WaterSchool can be displayed in various ways such as working exhibitions and temporary knowledge centres, pairing the exhibition with lecture series and designers in residence. On a smaller scale, they present fragments of the WaterSchool, bring works together within settings connected to education and the classroom. Earlier iterations of the WaterSchool exhibition series include a working exhibition and lecture series during the International Architecture Biennale Rotterdam in 2018, and a presentation at the Istanbul Design Biennal in 2018.
Studio Makkink & Bey proposes to thematically position the curriculum of the WaterSchool, directing all efforts towards studying water and analysing how it links to all subjects taught at school.
This was first explored in the exhibition presented at the Istanbul Design Biennial, where works by selected designers and artists were categorised according to the subjects taught at Turkish primary schools. Also included in the exhibition were fictional texts written by imaginary pupils inhabiting this future WaterSchool, which provided visitors with an insight into how these works related to the subjects taught and how they could be integrated within everyday lessons.
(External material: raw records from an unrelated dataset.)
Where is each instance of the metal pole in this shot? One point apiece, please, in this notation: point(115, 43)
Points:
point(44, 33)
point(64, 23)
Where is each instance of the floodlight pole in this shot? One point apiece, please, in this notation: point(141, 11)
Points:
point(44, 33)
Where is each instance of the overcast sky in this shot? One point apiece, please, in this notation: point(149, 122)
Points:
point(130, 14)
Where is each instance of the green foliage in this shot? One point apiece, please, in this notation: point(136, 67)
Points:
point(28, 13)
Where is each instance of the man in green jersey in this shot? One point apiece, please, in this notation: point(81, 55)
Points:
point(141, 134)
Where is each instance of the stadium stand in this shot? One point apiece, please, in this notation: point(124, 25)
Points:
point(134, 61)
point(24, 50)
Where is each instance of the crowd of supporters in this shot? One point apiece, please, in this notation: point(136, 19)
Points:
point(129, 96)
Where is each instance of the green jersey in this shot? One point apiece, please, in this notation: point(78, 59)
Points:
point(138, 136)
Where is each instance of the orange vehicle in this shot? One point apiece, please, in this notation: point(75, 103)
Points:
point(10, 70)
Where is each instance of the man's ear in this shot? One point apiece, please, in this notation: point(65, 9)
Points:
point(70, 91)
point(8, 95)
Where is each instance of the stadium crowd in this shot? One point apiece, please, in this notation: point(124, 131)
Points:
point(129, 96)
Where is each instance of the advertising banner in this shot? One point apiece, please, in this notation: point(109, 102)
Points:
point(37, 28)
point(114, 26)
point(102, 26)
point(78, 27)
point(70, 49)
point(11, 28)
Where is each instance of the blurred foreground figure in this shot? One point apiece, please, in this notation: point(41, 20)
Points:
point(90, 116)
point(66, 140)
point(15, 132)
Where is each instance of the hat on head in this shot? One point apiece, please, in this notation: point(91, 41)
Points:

Parallel to this speculative approach, Studio Makkink & Bey is working hands-on in collaboration with several educational institutes in the Netherlands – integrating artists and designers into their curriculums. The aim is to develop both a system on how to incorporate them, as well as an archive of designers/artists who are willing to work with education, with the purpose of confronting pupils with alternative and unconventional approaches to topics and subjects.
United by a common idea and led by Studio Makkink & Bey, the local community invites artists and emerging designers to construct the entirety of the WaterSchool collectively. In this way, the school and its building site become both a Learning Landscape and a Production Landscape, aiding students in developing an alternative relationship with water, as well as engaging them and the local community practically in constructing a real-life example of a more sustainable future.
As opposed to conventional architecture, Studio Makkink & Bey herein proposes to first construct all spaces separately on the plot: the Sanitary, the Garden, the Kitchen, the Workshop and the Library. When all of them are built, all functions are unified within one building through the construction of walls. In this process, the WaterSchool can decide to make several of the functions and spaces semi-public, allowing for the neighbourhood to use them whenever the school doesn’t feel the urge to do so. In this way, both community and school become connected and intertwined, maximising the impact of the WaterSchool.